Statalist The Stata Listserver


[Date Prev][Date Next][Thread Prev][Thread Next][Date index][Thread index]

st: Re: Updating master dataset with a transation dataset


From   "Michael Blasnik" <michael.blasnik@verizon.net>
To   <statalist@hsphsun2.harvard.edu>
Subject   st: Re: Updating master dataset with a transation dataset
Date   Tue, 14 Mar 2006 09:40:16 -0500

There are a couple of ways you could do this. My preference would probably be to use reshape and merge:

use transaction
reshape wide var4, i(var1 var2) j(var3) string
sort var1 var2
save transactionwide
use master
sort var1 var2
merge var1 var2 using transactionwide, update

This approach will update the values in the master dataset with the transaction dataset if they are currently missing.

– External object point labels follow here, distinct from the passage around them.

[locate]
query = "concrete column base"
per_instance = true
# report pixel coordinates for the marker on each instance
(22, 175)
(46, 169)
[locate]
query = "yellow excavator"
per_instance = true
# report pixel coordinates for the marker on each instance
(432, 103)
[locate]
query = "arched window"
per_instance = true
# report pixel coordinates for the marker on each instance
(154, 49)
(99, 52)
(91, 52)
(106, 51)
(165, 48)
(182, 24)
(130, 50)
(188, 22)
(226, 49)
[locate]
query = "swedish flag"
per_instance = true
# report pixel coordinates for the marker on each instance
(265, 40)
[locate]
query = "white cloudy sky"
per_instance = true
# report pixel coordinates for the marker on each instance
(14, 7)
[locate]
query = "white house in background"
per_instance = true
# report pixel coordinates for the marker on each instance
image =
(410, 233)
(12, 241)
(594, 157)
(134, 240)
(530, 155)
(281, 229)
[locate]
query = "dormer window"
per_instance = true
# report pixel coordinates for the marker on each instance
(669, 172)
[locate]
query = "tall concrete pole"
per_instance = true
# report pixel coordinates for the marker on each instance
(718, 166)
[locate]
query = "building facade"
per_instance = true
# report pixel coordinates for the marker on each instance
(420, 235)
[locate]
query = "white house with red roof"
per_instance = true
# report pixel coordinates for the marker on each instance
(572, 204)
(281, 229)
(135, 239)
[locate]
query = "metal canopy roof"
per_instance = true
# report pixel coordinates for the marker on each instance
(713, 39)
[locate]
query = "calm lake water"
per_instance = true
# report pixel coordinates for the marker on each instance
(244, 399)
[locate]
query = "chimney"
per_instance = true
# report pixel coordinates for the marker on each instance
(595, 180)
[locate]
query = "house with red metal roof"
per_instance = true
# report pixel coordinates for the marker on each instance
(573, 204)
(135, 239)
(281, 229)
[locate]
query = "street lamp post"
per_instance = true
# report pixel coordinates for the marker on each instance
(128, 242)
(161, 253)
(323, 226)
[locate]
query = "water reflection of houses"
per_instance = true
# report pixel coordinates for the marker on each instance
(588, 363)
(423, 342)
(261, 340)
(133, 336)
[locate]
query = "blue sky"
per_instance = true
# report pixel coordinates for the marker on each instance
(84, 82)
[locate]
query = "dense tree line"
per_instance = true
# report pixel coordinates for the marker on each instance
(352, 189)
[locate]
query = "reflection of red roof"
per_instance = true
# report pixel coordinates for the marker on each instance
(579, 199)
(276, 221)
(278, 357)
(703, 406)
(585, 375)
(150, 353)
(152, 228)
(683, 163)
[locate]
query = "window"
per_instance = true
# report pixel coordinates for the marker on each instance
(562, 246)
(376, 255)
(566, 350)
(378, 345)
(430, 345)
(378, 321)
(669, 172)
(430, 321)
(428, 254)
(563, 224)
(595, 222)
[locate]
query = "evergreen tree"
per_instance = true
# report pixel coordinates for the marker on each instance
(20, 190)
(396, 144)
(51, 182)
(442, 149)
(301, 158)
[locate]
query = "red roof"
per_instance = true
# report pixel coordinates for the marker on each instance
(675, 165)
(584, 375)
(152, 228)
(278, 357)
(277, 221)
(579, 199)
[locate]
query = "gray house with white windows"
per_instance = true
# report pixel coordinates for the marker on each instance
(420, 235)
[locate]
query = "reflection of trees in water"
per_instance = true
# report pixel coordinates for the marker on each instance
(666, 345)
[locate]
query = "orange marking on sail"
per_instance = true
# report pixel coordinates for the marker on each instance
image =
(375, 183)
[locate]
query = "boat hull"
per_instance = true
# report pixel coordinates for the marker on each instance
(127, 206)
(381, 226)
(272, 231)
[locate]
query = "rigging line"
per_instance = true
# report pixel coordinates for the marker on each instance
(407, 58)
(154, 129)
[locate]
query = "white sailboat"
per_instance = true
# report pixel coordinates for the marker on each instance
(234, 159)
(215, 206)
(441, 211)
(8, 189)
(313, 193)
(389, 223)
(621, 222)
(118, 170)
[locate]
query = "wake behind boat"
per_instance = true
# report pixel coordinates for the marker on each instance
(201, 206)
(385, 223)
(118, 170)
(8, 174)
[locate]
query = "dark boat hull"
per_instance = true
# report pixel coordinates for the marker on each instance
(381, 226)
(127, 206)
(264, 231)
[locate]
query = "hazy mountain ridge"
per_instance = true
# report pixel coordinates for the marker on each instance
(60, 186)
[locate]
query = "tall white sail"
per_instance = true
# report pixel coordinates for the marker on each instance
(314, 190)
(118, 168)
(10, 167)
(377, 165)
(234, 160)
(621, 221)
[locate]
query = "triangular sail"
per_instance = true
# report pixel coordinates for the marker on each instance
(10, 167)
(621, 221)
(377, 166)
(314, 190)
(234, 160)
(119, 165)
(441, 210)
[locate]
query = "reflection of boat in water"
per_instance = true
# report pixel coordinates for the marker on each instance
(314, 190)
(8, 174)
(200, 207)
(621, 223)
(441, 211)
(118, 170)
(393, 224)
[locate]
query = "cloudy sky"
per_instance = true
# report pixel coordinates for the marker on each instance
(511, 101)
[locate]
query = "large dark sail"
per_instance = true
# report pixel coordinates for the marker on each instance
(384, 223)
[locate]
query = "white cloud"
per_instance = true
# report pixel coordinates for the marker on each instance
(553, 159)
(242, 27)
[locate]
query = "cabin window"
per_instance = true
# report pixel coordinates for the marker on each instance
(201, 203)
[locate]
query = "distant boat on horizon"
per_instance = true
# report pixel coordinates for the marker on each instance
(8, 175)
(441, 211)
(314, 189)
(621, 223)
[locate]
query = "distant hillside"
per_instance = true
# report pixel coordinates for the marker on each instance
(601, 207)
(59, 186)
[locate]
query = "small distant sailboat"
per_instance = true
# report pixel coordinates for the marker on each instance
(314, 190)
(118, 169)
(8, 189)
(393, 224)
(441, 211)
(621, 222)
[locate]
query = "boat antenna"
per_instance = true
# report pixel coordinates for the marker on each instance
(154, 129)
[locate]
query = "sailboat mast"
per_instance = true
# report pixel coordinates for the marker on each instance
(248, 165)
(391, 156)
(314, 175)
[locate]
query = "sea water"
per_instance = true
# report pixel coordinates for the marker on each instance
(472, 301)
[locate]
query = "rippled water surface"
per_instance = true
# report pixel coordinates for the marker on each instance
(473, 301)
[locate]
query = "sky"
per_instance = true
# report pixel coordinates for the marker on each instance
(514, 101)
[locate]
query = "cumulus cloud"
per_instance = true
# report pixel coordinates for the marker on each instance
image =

If you want to replace existing values, then you would need to systematically rename the variables in transaction wide (e.g., you could -replace var3=var3+"X"- before the reshape), then perform the merge, giving you two version of each variable, and then use a series of replace commands for each variable, probably best done using a -foreach- loop .

Michael Blasnik
michael.blasnik@verizon.net

----- Original Message ----- From: "Alice W Muehlhof" <muehlhof@Princeton.EDU>
To: <statalist@hsphsun2.harvard.edu>
Sent: Tuesday, March 14, 2006 7:57 AM
Subject: st: Updating master dataset with a transation dataset



Hi,
I am relatively new to Stata, although I have programming experience in SAS
and C.
This is what I would like to do, but I cannot figure out how to do it in
Stata:

1. My master dataset has hundreds of variables, two of which, var1 and
var2 I
combine to use as a unique identifier of each record.

2. My second dataset, the transaction dataset, has 4 variables: two of
them
are the same two as in the master dataset, var1 and var2. They are
not unique
identifiers on this dataset.
a. The third variable in the transaction dataset, (var3), contains
the name
of a variable in the master dataset which is to be updated. This
variable
name is different from record to record on the transaction
dataset.
b. The fourth variable, var4, contains the data that is to update
var3 on
the master dataset.


Ex: I would match record from transaction dataset with master dataset record
on var1 and var2.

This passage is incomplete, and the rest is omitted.